Sharenting: Posting photos of your children online may be a breach of their human rights
Parents are being warned that posting images of their children online could be a breach of their human rights.
A Deakin academic has made a submission to the United Nations arguing that posting children’s images and information online infringes on the rights enshrined in the Convention on the Rights of the Child.
Associate Lecturer Cassandra Seery, from Deakin Law School, said parents need to carefully consider what they post online.
“Posting images of your child online, posting information relating to your child online, can have consequences outside of that space,” she told 3AW’s Neil Mitchell.
Ms Seery said posting kids’ information online can lead to privacy breaches, make them prone to data processing and mining, and put them at risk of violence or sexual exploitation.

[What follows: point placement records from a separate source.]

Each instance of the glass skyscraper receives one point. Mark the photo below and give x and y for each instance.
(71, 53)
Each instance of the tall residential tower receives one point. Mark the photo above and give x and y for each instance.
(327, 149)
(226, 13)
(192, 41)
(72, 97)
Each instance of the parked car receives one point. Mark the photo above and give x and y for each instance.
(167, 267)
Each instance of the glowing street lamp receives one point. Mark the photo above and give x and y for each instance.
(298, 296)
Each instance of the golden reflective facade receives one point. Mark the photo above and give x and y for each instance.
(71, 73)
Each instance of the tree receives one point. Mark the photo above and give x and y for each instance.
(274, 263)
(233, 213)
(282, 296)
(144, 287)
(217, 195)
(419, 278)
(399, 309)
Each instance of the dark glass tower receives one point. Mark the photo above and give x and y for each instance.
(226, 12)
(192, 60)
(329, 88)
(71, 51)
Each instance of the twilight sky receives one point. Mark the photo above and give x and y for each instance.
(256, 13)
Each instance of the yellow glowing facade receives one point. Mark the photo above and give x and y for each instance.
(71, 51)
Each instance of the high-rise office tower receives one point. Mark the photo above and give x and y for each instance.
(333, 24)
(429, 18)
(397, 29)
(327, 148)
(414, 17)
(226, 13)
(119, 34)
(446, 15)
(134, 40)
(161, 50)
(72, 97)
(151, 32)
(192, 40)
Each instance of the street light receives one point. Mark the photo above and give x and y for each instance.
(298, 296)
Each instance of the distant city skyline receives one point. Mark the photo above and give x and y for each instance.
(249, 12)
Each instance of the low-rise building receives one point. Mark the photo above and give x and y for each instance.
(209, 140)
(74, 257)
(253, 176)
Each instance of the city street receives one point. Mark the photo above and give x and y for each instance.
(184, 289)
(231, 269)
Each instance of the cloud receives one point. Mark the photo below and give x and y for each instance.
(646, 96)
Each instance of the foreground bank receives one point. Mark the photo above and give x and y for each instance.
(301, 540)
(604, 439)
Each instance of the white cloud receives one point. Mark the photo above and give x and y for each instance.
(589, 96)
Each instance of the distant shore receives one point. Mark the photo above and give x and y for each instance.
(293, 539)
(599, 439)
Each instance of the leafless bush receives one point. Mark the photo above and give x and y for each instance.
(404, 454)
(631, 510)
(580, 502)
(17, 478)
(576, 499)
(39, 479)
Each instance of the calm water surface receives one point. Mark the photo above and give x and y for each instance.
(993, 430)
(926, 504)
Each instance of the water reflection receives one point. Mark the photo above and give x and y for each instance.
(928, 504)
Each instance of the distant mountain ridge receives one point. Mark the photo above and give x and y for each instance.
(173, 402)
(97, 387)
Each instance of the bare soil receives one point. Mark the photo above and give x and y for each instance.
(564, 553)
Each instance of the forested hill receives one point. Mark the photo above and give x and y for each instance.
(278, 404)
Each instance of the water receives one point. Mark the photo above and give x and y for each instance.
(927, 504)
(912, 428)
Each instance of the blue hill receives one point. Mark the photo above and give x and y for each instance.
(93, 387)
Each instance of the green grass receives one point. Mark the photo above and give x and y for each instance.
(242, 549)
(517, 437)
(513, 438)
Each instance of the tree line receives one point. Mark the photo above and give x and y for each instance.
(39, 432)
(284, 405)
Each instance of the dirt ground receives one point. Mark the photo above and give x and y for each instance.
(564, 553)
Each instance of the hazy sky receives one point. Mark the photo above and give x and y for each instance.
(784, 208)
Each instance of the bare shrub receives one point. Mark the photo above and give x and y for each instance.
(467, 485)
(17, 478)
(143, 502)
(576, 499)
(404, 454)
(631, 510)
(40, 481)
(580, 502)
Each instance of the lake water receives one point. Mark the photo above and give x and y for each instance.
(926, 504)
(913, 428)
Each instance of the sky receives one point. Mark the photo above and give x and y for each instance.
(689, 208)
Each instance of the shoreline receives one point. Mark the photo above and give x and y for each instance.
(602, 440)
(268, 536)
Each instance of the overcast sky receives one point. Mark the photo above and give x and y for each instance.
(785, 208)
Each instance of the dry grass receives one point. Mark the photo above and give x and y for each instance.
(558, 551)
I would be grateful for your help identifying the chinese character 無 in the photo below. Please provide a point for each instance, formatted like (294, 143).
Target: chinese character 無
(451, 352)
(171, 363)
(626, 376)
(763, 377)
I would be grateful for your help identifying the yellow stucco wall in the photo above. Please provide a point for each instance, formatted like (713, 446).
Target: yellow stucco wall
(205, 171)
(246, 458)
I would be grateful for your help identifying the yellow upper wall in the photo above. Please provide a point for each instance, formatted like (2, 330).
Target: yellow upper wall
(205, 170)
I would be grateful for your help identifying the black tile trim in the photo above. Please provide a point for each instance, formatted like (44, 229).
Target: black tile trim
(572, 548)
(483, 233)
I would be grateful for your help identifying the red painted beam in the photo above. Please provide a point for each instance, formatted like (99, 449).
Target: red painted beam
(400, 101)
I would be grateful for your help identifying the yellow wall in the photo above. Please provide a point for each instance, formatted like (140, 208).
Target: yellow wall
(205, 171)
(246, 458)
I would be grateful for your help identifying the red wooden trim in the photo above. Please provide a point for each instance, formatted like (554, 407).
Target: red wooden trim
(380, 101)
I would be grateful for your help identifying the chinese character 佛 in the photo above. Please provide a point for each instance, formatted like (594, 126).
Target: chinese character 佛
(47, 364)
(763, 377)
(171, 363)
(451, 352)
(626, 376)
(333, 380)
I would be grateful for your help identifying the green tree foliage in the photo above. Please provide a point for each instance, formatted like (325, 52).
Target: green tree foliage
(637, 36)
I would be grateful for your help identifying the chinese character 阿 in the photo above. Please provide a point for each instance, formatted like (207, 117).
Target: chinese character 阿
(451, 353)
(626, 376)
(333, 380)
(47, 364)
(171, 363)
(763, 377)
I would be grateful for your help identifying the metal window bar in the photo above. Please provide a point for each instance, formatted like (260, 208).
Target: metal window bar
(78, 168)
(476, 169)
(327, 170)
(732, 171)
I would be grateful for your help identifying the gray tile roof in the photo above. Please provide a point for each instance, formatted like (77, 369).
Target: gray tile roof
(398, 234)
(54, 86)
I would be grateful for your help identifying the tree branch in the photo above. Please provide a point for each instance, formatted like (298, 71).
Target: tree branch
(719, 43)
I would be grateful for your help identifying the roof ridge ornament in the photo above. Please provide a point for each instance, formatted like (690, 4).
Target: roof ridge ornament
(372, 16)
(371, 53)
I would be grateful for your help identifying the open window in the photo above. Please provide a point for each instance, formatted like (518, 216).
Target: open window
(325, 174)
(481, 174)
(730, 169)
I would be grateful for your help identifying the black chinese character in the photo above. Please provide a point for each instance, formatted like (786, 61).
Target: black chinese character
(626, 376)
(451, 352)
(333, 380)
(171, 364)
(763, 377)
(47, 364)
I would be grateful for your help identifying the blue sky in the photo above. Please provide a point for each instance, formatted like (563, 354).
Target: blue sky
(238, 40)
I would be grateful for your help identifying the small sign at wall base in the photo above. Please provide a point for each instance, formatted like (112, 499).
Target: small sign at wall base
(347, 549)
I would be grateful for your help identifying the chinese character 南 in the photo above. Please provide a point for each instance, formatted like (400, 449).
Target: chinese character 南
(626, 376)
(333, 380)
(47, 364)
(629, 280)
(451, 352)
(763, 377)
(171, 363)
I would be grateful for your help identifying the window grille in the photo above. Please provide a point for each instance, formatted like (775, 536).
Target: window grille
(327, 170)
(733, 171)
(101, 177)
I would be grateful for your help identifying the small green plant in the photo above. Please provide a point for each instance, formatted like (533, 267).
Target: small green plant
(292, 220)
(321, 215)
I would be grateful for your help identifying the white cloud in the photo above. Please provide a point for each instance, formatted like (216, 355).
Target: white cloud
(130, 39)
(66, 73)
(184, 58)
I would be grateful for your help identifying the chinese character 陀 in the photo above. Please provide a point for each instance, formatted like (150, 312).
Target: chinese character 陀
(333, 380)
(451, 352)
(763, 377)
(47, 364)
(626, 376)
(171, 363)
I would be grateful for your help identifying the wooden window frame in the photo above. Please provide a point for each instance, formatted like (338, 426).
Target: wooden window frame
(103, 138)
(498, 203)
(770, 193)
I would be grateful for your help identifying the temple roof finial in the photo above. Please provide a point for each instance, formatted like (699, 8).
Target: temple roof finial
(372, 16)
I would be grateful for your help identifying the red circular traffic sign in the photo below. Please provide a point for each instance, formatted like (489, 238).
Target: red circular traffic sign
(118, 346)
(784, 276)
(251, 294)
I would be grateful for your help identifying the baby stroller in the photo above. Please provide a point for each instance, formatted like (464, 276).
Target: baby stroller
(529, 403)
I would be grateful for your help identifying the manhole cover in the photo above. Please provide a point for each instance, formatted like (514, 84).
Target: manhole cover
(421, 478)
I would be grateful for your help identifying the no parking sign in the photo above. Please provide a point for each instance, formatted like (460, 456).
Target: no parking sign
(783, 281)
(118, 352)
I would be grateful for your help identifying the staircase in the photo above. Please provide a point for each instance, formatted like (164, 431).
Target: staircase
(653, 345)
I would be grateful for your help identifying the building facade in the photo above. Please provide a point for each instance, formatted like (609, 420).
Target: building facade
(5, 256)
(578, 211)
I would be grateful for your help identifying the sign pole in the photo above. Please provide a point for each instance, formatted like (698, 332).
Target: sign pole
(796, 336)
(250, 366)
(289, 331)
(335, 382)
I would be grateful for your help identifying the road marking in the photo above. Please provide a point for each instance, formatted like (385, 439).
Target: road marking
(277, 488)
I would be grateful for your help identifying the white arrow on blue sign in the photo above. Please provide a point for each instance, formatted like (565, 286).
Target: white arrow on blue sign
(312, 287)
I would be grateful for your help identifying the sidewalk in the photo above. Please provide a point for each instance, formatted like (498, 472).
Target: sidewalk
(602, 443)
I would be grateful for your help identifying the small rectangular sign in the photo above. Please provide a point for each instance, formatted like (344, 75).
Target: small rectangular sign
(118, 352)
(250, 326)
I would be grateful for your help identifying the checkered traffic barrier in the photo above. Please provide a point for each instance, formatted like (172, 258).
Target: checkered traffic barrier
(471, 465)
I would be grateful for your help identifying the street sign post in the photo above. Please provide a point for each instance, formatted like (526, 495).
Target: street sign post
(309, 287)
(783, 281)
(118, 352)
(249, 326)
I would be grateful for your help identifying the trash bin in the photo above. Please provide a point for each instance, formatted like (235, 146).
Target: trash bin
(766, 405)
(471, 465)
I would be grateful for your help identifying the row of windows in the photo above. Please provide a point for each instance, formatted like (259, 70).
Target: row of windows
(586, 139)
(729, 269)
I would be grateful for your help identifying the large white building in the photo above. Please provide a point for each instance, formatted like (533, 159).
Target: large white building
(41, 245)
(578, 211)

“Barclays Bank in the UK has warned that kind of ‘sharenting’ could compromise children’s future financial security, and forecasted it will soon account for two-thirds of identity fraud,” she said.
There have already been cases of parents being sued by their children because of information shared online.
“There was a case in 2018 where an Italian boy, 16-years-old, sued his estranged mother for constantly posting photos of him on Facebook without his consent. He was successful in that instance,” Ms Seery said.
The Deakin academic said it’s ultimately a personal decision what information is shared about children online, but she urged caution.
“If you put those photos up there be aware that there is potential for misuse and if you’re thinking about that then that should inform the decision as to whether you feel comfortable about it,” she said.
“It doesn’t have to be all or nothing.”